L'évolution suivante est l'entraînement. Bien vite on se rend compte que les tactiques les plus subtiles, les plus efficaces requièrent de la cohésion. Dans certaines sociétés apparaissent alors des rassemblements où de manière plus ou moins régulière tous les citoyens, ou seulement ceux d'un quartier se réunissent et s'entrainent. Mais, le temps d'entrainement empiète sur le temps de production et tous n'ont pas les moyens de passer 1 ou 2 heures par jour à s'entrainer. Bref, petit à petit on va vers une armée de métier ou une caste de combattants. Le reste de la société s'acquittant d'un impôt pour pallier à son manque d'implication dans la défense commune. Le rapport entre soldats et militaires s'écroule, on arrive parfois à 1 soldat pour 40 ou 50 producteurs...

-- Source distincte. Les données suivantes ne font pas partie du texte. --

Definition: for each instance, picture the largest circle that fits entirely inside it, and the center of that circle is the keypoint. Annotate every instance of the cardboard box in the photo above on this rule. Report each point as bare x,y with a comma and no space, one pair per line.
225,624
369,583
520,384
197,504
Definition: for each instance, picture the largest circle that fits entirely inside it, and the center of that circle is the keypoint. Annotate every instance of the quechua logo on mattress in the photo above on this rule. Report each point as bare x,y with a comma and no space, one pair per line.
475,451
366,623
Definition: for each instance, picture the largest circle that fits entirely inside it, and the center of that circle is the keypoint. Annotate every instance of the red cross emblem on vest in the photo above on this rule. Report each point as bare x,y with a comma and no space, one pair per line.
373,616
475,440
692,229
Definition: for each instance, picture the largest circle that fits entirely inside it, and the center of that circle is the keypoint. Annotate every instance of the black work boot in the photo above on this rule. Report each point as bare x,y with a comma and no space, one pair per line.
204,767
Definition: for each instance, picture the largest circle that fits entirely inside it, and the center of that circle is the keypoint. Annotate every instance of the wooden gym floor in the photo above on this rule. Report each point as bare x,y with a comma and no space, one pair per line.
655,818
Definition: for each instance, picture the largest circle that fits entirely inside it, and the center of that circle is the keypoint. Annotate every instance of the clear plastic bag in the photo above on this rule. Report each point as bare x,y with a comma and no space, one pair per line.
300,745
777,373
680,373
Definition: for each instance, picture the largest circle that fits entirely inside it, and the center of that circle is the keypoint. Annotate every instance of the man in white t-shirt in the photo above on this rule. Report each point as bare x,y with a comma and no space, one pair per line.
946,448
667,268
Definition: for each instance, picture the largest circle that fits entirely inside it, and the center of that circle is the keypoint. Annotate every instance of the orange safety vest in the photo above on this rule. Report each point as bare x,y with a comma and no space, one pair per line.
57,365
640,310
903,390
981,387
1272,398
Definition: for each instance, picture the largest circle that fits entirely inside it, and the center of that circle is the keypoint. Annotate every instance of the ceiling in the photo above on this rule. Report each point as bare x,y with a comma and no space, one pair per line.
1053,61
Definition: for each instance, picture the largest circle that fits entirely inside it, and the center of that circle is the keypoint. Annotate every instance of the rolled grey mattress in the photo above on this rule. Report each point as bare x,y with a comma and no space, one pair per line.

Mais, là on se rend compte qu'un soldat de métier, bien formé, bien entrainé, vaut sur le champ de bataille plus que les soldats-citoyens levés à la hâte. Combien plus ? Ce n'est pas toujours évident à dire, le rapport peut aller jusqu'à 1 pour 100. Mais, en contrepartie, ce soldat, il coûte en équipements, et il coûte en formation. Du coup, on ne peut pas réformer une armée en quelques semaines, il faut des mois, voire des années.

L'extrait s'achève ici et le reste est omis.